INT a été fondé par Laura Perrenoud, David Colombini et Marc Dubois, les trois artistes et designers du studio artistique Fragmentin, un collectif dont les œuvres questionnent l’impact des technologies numériques sur notre quotidien.

Avec plus de quatre ans d’expérience dans la création de contenus interactifs, le studio s’est fait connaître pour sa manière inattendue d’expérimenter avec des technologies de pointe. Notamment en 2016 au ArtLab de l’EPFL, lors de l’exposition « Noir, c’est noir ? », où le studio a réalisé « Black & Lights », un dispositif interactif accompagnant l’œuvre d’un Outrenoir du peintre Pierre Soulages. L’expérience illustrait la relation triangulaire entre la lumière, l’observateur ou l'observatrice et la surface de la peinture et soulignait l’importance de ce trio dans l’œuvre de Soulages.

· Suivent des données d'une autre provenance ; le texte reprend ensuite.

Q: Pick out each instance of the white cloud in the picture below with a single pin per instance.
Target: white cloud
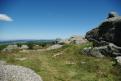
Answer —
(4, 17)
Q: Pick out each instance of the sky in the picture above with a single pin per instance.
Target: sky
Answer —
(50, 19)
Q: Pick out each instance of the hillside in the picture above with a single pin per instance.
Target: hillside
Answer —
(66, 64)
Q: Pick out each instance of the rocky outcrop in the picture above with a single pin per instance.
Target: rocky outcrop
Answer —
(108, 32)
(17, 73)
(10, 48)
(118, 59)
(107, 37)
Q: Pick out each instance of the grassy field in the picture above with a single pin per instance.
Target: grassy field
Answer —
(66, 64)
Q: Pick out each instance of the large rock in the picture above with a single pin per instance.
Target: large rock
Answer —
(17, 73)
(118, 60)
(106, 37)
(108, 32)
(10, 48)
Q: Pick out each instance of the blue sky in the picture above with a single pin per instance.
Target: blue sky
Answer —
(50, 19)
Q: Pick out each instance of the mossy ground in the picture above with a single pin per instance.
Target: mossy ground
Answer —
(66, 64)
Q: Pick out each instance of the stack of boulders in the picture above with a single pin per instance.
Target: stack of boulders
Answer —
(24, 47)
(106, 37)
(73, 40)
(11, 48)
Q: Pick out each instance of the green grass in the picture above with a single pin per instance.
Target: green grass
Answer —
(70, 65)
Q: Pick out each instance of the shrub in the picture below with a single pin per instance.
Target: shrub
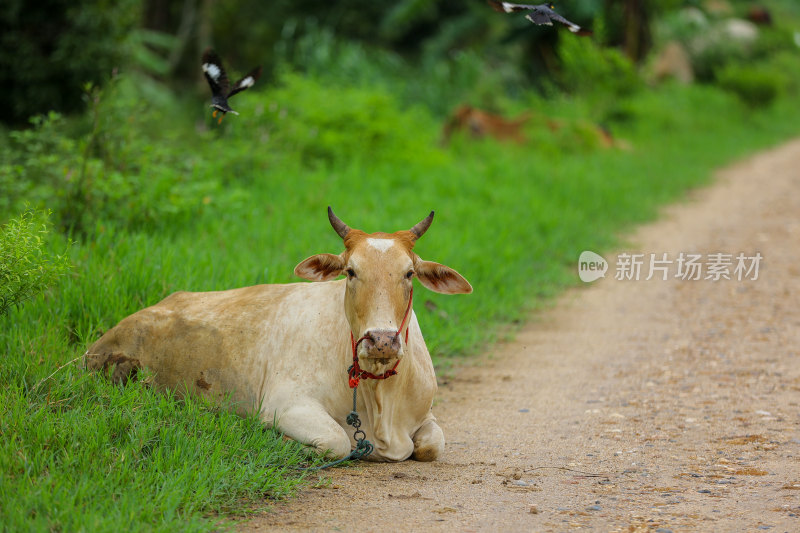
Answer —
(121, 166)
(48, 50)
(755, 86)
(26, 269)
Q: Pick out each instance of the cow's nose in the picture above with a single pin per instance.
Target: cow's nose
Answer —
(382, 343)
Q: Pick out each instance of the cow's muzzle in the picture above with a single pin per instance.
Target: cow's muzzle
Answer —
(381, 344)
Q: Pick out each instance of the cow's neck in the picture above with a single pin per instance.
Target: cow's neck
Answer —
(382, 401)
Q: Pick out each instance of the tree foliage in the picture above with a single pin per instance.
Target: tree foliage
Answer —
(51, 48)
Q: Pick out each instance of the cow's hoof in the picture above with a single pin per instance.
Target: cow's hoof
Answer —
(428, 442)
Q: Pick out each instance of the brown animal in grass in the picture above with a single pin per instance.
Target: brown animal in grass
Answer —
(481, 124)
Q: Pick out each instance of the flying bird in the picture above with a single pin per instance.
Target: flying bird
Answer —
(220, 85)
(542, 14)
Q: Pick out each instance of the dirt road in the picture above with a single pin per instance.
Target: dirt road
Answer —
(632, 405)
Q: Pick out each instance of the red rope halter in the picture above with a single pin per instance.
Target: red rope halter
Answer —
(356, 373)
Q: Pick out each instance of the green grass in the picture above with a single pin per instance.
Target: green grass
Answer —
(243, 204)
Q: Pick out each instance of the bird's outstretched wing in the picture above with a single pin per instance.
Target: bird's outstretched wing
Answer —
(574, 28)
(215, 73)
(508, 7)
(246, 82)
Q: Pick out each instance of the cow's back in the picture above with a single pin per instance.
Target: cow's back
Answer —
(218, 344)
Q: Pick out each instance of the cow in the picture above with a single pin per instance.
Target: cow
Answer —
(282, 351)
(482, 124)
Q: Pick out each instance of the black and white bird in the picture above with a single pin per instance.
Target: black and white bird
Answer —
(221, 88)
(542, 14)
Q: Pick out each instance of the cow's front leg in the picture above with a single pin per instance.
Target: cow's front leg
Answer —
(428, 441)
(311, 425)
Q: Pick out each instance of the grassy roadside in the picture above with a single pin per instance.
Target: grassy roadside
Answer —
(249, 203)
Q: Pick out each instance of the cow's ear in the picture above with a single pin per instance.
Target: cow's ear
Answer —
(320, 267)
(441, 278)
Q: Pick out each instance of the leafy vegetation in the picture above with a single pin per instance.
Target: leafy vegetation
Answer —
(25, 268)
(157, 197)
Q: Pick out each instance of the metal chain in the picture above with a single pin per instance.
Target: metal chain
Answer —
(363, 446)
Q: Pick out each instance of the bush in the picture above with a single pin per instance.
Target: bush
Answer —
(755, 86)
(323, 124)
(121, 166)
(48, 50)
(26, 269)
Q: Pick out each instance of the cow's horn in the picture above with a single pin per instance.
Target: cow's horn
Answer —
(422, 226)
(341, 228)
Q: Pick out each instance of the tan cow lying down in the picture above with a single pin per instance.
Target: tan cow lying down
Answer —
(283, 351)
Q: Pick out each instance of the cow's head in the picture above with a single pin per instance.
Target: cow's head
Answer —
(380, 268)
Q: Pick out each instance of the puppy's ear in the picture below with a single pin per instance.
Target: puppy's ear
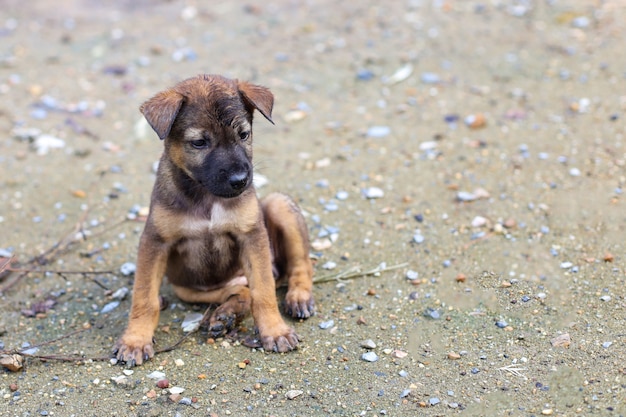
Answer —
(161, 111)
(257, 97)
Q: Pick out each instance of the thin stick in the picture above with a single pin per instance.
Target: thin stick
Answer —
(356, 273)
(59, 272)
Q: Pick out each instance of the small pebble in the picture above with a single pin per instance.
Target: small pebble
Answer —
(44, 143)
(412, 275)
(430, 78)
(562, 340)
(185, 401)
(378, 131)
(341, 195)
(291, 394)
(369, 357)
(128, 269)
(156, 375)
(501, 324)
(327, 324)
(330, 265)
(432, 313)
(400, 75)
(479, 221)
(373, 193)
(368, 344)
(191, 322)
(475, 121)
(418, 238)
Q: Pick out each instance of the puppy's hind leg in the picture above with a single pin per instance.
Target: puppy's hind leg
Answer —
(233, 300)
(290, 247)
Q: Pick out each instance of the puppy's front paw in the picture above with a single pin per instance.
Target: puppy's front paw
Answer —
(281, 341)
(299, 303)
(133, 349)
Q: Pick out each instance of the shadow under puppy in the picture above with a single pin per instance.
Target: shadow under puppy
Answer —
(207, 231)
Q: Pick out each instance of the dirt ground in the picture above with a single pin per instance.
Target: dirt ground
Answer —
(475, 149)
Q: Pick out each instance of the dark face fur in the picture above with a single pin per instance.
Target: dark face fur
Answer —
(206, 122)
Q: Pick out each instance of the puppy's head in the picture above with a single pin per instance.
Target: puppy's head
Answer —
(206, 122)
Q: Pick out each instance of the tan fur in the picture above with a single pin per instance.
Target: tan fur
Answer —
(207, 230)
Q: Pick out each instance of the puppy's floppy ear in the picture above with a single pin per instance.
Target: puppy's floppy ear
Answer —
(161, 111)
(257, 97)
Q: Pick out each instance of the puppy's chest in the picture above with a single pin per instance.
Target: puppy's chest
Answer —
(219, 222)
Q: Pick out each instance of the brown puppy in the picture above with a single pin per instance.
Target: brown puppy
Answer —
(207, 230)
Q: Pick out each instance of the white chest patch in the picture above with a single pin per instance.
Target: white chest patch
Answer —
(221, 219)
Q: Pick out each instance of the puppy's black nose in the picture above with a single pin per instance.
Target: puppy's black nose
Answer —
(238, 180)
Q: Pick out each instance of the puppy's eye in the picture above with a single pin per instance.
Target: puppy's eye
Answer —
(200, 143)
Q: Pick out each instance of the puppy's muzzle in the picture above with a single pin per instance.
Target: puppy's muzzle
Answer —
(239, 180)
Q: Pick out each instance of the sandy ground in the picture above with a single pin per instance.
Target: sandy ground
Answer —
(479, 144)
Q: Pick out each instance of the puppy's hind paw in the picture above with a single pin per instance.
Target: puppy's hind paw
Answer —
(299, 304)
(281, 343)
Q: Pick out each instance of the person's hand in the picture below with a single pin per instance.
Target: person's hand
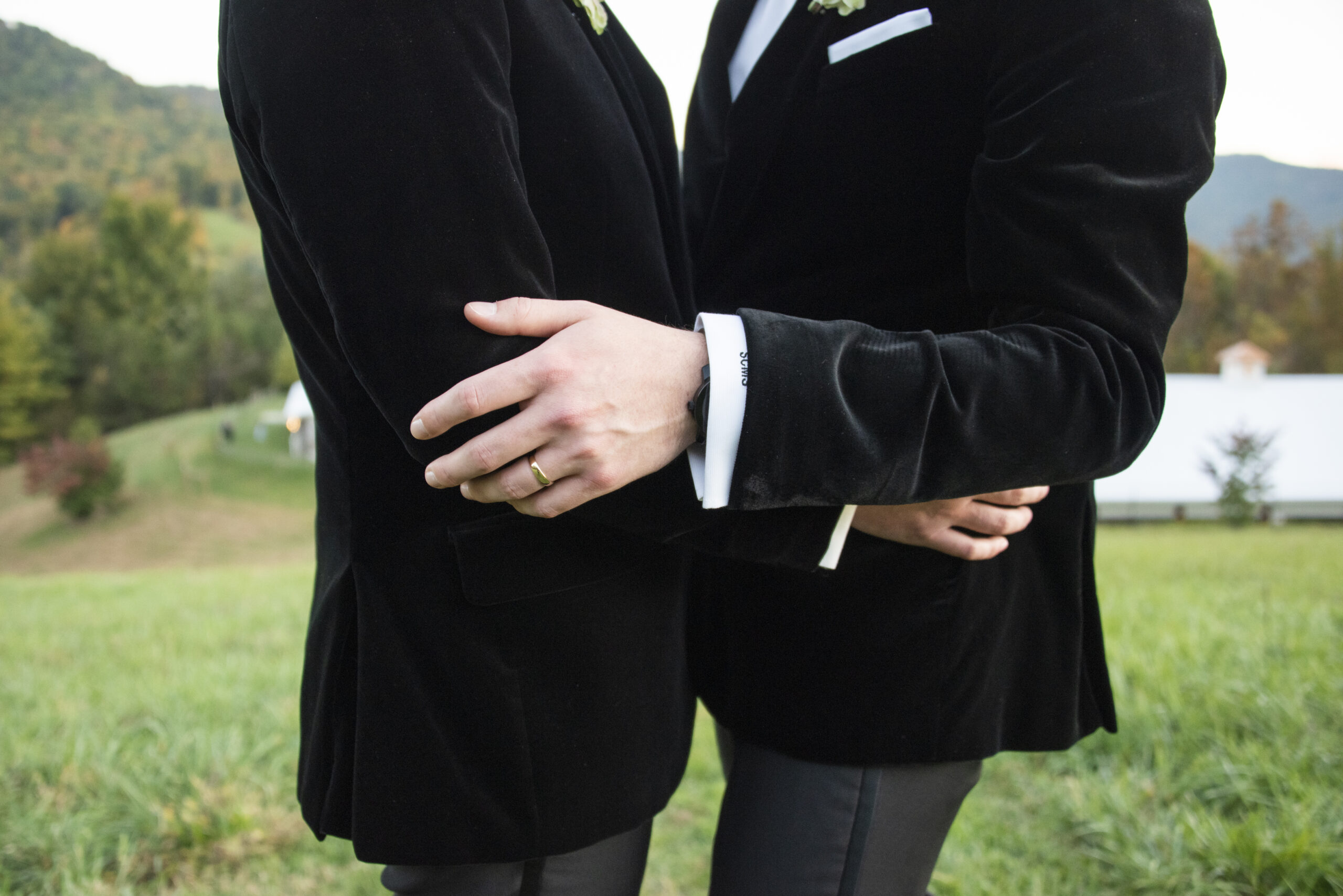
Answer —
(936, 524)
(603, 403)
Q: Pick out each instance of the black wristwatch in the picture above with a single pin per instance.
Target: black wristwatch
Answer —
(699, 408)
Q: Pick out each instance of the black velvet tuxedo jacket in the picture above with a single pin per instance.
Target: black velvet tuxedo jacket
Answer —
(957, 255)
(478, 686)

Le mouvement du regard était détecté en temps réel et influençait l’éclairage sur l’œuvre.

Cet été, INT a pensé une scénographie composée de trois écrans pour une pièce de théâtre avec des migrants montrée au théâtre Arsenic à Lausanne.

En septembre 2018, INT a réalisé une installation sonore interactive pour la nouvelle exposition du Musée d’histoire naturelle de Neuchâtel, intitulée « Pôles, feu la glace ».

Partenaires

Le LabElysée reçoit le généreux soutien de la Fondation BNP Paribas Suisse, de la Loterie Romande, de l’Office fédéral de la culture (OFC) et du Canton de Vaud.